2 Proposed low power and high linearity switching scheme

SAR ADC in the first few conversion cycles consumes bulk of the energy. Thus, the key to reducing switching energy in the capacitive DAC is to cut down the energy consumed in the first few conversion cycles. In order to reduce the switching energy further, the proposed scheme uses split-MSB capacitor, illustrating in the Fig. 1. Figure 1 a and b illustrate the switching sequences on 3rd-MSB decision of the energy-back scheme and the proposed scheme. To explain the proposed scheme, a 4-bit differential SAR ADC is used, illustrating in the Fig. 2. Because of the switching scheme symmetrical, Fig. 2 just presents the switching scheme when MSB = 1. During the sampling phase, the differential input signal is sampled on the top-plates of both capacitor arrays, and the bottom-plates of capacitors are connected with [0.5…0.5 1.0.1], i.e. the bottom-plates of the most-significant bit (MSB) capacitor array are initially set to V cm, and the bottom-plates of the other capacitors are set to V ref. After that, the first comparison is performed and the sampling switches are turned off with no switching energy consumption. And the sequence of the higher voltage potential side of the capacitor array is set to [0…0 0.5…0.5] with no switching energy consuming. According to the second comparison result, the sequence is changed to [0.5…0.5 0.5…0.5] or [1…1 1…1]. This conversion consumes no energy as well. Thus, the proposed switching scheme achieves the first three comparison cycle no energy consumption.

Fig. 1
figure 1

Switch sequences on 3rd-MSB decision. a Energy-back switching scheme, b proposed switching scheme

Fig. 2
figure 2

The proposed switching scheme of 4 bit ADC

The beginning of the 3rd-MSB to the least-significant bit (LSB) decision, the split-MSB capacitor array plays a very important role. In the rest of the comparison cycles, there is only one side of the DAC array change. The differential capacitor arrays will chose different reference voltages. For example, if 2nd-MSB = 1 and the i bit result is 1, the capacitor of main-DAC will change downward a V cm voltage. If 2nd-MSB = 0 and the i bit result is 0, the capacitor of split-MSB will change upward a V cm voltage.

As shown in Fig. 2, according to the comparator output, the main-DAC capacitor array or the split-MSB capacitor array is switched from V cm/V ref to gnd/V cm or from gnd/V cm to V cm/V ref while others remain unchanged. There is only one capacitor switch for each bit cycle, during the comparison cycles, so that less switching activity and lower energy.

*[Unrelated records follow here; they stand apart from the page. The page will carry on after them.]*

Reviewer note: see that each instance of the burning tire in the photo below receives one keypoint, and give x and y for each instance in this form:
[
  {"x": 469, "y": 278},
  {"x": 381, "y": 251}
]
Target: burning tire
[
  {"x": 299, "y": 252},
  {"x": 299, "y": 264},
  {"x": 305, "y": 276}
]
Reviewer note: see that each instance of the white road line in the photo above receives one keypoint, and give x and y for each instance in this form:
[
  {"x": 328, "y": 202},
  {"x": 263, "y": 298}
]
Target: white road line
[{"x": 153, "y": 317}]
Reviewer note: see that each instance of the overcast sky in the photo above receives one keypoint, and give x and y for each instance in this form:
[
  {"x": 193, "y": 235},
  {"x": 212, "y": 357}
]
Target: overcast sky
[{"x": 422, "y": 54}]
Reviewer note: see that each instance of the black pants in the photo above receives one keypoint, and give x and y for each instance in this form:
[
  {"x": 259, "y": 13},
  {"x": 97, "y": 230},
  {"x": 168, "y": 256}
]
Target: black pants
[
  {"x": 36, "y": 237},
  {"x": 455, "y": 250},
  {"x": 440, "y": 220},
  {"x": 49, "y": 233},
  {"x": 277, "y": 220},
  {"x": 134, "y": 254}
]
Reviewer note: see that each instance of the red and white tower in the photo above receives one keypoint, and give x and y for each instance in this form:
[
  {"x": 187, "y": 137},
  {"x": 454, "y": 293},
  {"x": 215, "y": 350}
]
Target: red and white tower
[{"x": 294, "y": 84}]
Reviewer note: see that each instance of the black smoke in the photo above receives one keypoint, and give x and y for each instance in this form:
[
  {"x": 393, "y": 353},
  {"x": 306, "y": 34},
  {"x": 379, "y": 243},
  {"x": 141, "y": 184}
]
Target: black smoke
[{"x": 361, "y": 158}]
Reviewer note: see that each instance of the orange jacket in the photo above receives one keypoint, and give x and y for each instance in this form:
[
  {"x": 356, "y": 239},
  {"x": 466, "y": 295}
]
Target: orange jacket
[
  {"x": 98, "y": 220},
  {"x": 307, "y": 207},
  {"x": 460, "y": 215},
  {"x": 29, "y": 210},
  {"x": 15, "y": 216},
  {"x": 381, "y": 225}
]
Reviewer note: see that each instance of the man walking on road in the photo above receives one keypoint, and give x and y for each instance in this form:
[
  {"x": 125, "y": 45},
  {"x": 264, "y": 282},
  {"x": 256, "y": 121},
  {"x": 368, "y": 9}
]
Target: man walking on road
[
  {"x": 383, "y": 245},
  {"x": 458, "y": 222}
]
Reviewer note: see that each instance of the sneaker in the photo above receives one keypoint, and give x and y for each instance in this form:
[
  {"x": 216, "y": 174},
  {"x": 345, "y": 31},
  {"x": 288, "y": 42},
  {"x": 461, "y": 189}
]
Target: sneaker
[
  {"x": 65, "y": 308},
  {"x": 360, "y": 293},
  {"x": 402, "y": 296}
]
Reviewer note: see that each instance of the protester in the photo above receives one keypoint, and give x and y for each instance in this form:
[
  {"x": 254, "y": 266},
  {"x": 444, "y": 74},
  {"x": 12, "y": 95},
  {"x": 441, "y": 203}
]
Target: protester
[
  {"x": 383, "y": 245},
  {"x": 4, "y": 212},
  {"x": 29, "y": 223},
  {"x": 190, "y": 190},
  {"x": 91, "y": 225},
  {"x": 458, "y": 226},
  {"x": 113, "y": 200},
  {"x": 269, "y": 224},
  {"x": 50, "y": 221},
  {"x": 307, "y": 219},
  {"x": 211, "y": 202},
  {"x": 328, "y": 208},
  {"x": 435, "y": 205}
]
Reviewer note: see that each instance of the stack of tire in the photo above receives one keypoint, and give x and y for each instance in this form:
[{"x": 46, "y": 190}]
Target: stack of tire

3 Switching energy analysis

3.1 Switching energy

Behavioural simulation was performed in MATLAB for comparison of 10 bit SAR ADC. Table 1 summarises the features of previously reported switching schemes and the proposed switching scheme. The average switching energy for a 10 bit SAR ADC is 1363.3CV 2ref whereas the switching energy for a 10 bit SAR using the proposed scheme is only 10.54 CV 2ref which amounts to a reduction of 99.23% in the switching energy.

Table 1 Comparison of different switching schemes

Figure 3 compares the switching energy of several different schemes and the proposed scheme. In the proposed switching scheme, the average switching energy for an N-bit SAR ADC is given below:

$$E_{avg} = \mathop \sum \limits_{i = 0}^{N - 4} \frac{{2^{N - 3 - i} - 1}}{{2^{N - 2i} }}CV_{ref}^{2}$$
(1)
Fig. 3
figure 3

Switching energy against output code

Parasitic capacitance affects the switching energy. The top-plate parasitic capacitance of the capacitor array increases the capacitor, thus increases the switching energy. When the capacitance is charging, the bottom-plate parasitic capacitance of the capacitor array needs charging thus it increases the switching energy. Otherwise the bottom-plate parasitic capacitance needs discharging but do not consume any additional energy from V ref .

3.2 Linearity

The mixed switching scheme [4] achieves more than 99% energy saving over conventional switching scheme while ignores the linearity of the switching scheme. Figure 4 shows behavioural simulation results of 500 Monte Carlo runs of 10 bit SAR ADC with proposed switching scheme. Assuming the unit capacitor is modelled with a nominal value of C u and a standard deviation of σ u which is set to 1% (σ(∆C/C = 0.01)). The worst case DNL and INL occurs at 1/8V ref, 3/8V ref, 5/8V ref and 7/8V ref. And the root-mean-square (RMS) of maximum DNL and the RMS of maximum INL are 0.117LSB and 0.144LSB, respectively.

Fig. 4
figure 4

Simulation result with the proposed switching scheme

Based on the method provided in [5], the standard deviation of maximum DNL is given by:

$$\sigma_{DNL,MAX} = \frac{{\sqrt {2 \times \left( {2^{N - 3} - 1} \right)} }}{{C_{u} }} \cdot \sigma_{u} \approx \frac{{\sqrt {2^{N - 2} } }}{{C_{u} }} \cdot \sigma_{u}$$
(2)

where \(2 \times \left( {2^{{{\text{N}} - 3}} - 1} \right)\) is the number of switched capacitors when the two code transitions occur. And the request of matching between unit capacitors can be smaller a factor of approximately 2 than that of the monotonic switching scheme.

4 Conclusion

A new energy-efficient switching scheme for SAR ADC is proposed. The proposed scheme achieves 99.23% energy saving over conventional switching scheme by using split-MSB technique and three reference voltages. In addition, the proposed switching scheme holds a high linearity that the DNL and INL are 0.117LSB and 0.144LSB, respectively. It is an ideal choice for low power SAR ADC.